Most of the Iraq Study Group’s recommendations were ignored by the White House, but not this one: the Bush administration immediately pushed ahead by helping to draft a radical new oil law for Iraq, which would allow companies such as Shell and BP to sign 30-year contracts in which they could keep a large share of Iraq’s oil profits, amounting to tens or even hundreds of billions of dollars – unheard of in countries with as much easily accessible oil as Iraq, and a sentence to perpetual poverty in a country where 95% of government revenues come from oil. This was a proposal so wildly unpopular that even Bremer had not dared make it in the first year of occupation. Yet it was coming up now, thanks to deepening chaos. Explaining why it was justified for such a large percentage of the profits to leave Iraq, the oil companies cited the security risks. In other words, it was the disaster that made the proposed radical law possible.
The law that was finally adopted by Iraq’s cabinet in February 2007 was even worse than anticipated: it placed no limits on the amount of profits that foreign companies can take from the country and placed no specific requirements about how much or little foreign investors would partner with Iraqi companies or hire Iraqis to work in the oil fields.

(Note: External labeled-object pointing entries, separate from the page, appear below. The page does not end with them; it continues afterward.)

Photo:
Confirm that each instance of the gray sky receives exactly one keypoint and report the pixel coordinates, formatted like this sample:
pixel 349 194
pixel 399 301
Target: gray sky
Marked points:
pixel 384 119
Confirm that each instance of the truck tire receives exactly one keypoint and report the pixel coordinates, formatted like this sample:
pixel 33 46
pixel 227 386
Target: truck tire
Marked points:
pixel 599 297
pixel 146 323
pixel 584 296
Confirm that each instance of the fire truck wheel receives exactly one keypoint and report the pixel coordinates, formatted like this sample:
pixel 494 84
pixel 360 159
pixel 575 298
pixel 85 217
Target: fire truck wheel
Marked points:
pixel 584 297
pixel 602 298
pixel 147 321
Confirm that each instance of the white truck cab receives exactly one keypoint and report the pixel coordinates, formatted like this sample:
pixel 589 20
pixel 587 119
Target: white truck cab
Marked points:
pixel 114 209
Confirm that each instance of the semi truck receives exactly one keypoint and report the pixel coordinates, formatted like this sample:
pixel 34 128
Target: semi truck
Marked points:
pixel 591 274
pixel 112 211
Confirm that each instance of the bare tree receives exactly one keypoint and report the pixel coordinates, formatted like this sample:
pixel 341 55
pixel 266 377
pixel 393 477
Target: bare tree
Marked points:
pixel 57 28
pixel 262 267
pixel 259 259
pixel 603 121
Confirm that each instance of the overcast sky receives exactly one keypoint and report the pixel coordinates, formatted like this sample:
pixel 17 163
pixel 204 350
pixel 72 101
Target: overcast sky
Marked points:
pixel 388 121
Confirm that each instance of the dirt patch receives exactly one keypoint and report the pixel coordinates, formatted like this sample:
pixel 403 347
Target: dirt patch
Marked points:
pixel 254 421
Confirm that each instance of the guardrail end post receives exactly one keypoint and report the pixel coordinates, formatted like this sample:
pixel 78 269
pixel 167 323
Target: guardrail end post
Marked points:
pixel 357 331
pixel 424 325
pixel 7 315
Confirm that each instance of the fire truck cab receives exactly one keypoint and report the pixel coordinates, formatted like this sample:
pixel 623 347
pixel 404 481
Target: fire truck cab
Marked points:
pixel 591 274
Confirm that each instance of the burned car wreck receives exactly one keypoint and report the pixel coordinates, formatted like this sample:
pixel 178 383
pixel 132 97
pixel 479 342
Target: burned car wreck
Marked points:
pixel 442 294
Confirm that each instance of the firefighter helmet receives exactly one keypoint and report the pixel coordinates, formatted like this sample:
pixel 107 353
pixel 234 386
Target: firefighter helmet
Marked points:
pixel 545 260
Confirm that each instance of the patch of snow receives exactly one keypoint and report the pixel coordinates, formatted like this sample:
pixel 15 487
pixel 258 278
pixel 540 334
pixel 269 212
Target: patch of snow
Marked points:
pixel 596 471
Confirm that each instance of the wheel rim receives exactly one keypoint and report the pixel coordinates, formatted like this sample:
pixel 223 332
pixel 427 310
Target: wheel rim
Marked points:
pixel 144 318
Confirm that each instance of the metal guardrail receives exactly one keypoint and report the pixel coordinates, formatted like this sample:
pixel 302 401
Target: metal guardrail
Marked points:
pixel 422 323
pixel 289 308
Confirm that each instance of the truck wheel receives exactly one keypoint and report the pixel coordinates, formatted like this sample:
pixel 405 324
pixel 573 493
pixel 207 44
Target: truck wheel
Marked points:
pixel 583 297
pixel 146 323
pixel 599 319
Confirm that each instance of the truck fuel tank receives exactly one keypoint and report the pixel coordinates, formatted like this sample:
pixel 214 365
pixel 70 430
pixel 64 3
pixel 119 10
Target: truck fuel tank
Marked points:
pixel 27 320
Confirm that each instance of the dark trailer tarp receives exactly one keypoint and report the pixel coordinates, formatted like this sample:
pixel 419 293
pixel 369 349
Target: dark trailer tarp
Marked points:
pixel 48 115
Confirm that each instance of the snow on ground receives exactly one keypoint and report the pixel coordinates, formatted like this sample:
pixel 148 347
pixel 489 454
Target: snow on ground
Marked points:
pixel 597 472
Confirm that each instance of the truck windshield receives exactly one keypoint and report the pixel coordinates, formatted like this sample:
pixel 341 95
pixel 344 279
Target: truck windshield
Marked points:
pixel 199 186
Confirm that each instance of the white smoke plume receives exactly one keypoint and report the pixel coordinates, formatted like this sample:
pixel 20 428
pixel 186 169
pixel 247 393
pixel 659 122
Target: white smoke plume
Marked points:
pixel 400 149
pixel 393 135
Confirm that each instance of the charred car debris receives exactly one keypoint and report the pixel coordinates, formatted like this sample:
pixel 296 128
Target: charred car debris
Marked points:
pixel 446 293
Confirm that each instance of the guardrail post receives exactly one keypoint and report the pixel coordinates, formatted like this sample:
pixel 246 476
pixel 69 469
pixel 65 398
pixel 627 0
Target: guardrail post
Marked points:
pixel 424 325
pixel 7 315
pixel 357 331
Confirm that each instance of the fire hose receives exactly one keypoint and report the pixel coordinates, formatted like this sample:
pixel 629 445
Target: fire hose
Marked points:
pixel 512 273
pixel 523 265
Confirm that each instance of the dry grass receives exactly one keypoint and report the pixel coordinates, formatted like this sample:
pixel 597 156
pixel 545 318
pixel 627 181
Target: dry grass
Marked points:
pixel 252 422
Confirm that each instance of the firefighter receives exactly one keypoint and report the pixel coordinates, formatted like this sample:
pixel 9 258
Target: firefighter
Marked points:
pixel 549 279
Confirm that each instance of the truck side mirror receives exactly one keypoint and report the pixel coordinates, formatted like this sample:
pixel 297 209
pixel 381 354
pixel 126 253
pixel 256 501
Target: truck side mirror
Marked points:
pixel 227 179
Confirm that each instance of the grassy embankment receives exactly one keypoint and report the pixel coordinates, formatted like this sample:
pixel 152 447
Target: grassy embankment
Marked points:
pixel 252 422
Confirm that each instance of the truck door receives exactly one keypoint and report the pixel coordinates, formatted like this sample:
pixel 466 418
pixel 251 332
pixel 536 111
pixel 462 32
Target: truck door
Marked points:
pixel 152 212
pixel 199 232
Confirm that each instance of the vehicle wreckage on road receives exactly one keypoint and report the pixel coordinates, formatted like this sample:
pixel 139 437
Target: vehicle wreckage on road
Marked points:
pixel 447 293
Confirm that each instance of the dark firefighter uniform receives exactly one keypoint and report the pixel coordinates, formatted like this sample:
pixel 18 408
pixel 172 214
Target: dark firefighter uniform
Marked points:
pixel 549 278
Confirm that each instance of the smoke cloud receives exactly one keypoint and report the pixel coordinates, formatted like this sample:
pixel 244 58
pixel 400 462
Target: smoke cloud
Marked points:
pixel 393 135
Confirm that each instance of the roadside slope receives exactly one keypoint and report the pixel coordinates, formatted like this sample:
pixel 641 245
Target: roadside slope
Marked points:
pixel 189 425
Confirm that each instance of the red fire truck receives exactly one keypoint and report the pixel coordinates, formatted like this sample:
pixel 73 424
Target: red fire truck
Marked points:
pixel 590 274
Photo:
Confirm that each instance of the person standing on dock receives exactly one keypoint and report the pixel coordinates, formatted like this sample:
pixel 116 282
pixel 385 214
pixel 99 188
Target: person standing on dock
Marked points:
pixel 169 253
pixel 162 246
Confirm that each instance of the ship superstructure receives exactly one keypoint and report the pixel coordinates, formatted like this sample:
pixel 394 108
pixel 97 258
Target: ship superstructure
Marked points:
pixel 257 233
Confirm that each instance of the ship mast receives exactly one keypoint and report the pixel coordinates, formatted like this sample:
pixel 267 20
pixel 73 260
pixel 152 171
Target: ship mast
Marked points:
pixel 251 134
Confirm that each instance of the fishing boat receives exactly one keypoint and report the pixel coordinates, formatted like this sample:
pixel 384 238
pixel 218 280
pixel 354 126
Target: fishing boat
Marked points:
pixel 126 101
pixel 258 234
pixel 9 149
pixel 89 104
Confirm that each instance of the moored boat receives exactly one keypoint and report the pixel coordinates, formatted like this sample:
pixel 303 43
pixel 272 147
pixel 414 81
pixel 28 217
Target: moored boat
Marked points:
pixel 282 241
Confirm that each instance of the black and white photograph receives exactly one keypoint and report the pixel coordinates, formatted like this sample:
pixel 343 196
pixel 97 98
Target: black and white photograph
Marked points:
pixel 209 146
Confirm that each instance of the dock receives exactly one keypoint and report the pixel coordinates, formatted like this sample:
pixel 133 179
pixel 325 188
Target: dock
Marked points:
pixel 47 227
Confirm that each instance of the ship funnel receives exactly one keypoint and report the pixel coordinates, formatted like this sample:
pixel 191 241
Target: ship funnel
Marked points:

Most brazenly, it excluded Iraq’s elected parliamentarians from having any say in the terms for future oil contracts. Instead, it created a new body, the Federal Oil and Gas Council, which, according to the New York Times, would be advised by “a panel of oil experts from inside and outside Iraq”. This unelected body, advised by unspecified foreigners, would have ultimate decision-making power on all oil matters, with the full authority to decide which contracts Iraq did and did not sign. In effect, the law called for Iraq’s publicly owned oil reserves, the country’s main source of revenues, to be exempted from democratic control and run instead by a powerful, wealthy oil dictatorship, which would exist alongside Iraq’s broken and ineffective government.